A variety of operations in Cytobank are computed asynchronously on a dedicated computer within the Cytobank Cloud. Examples include SPADE, FlowSOM, viSNE, CITRUS, and a variety of other exports. In general, any task that displays a progress bar with the recognizable styling seen below is executing asynchronously. The progress bar will appear after clicking to start the functionality in question. There may be a lag period before the task starts executing while on-demand compute is being appropriated (see discussion on queues below). The presence of the progress bar means that the page can be closed or navigated away from without disrupting the task, since it is executing asynchronously. An email will be sent when the task completes, or the page can simply be checked later.
(a typical asynchronous computation progress bar. The exact styling may change depending on the task, but the underlying principle is the same)
Asynchronous Task Limits and Queues
After starting an asynchronous task a progress bar will appear. The progress bar may indicate that the task is currently in a queue:
(progress bar queue message)
There are three reasons a task could be in the queue:
1) Compute resources are currently being allocated -- Cytobank manages an extensive array of compute nodes within the Cytobank Cloud. They are allocated and de-allocated dynamically. If a compute resource is available when a job is created, it will be assigned to that resource immediately. In this case the queue message may still appear but only very briefly. If compute resources aren't available, then they will be allocated. This process should take a small number of minutes at most, during which time the task will remain queued.
2) The Per-User Task Limit has been reached -- Every Cytobank user has a cap on the number of asynchronous tasks that can be run simultaneously, regardless of task type. Any tasks submitted beyond this limit will be queued and executed as the per-user queue is cleared by the completion of existing tasks. This limit is three simultaneously executing tasks, assuming that there are task slots available within the Server Task Limit (see below).
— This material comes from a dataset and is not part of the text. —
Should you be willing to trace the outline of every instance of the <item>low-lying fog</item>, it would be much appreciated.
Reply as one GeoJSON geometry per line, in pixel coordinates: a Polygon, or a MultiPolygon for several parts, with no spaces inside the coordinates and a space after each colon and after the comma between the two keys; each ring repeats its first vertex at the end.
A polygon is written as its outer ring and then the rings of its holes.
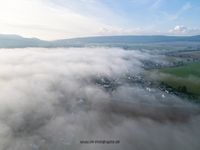
{"type": "Polygon", "coordinates": [[[199,150],[194,104],[126,80],[144,71],[143,60],[163,57],[119,48],[1,49],[0,150],[199,150]],[[80,143],[87,140],[120,143],[80,143]]]}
3) The Server Task Limit has been reached -- Each Enterprise Cytobank server has its own task limit. When this cap has been reached, no new compute resources will be allocated for the server, regardless of per-user dynamics. All tasks submitted beyond this cap will thus be queued until spaces open for computation. The default cap for Enterprise Cytobank is five simultaneous tasks for the server. A larger task limit can be purchased.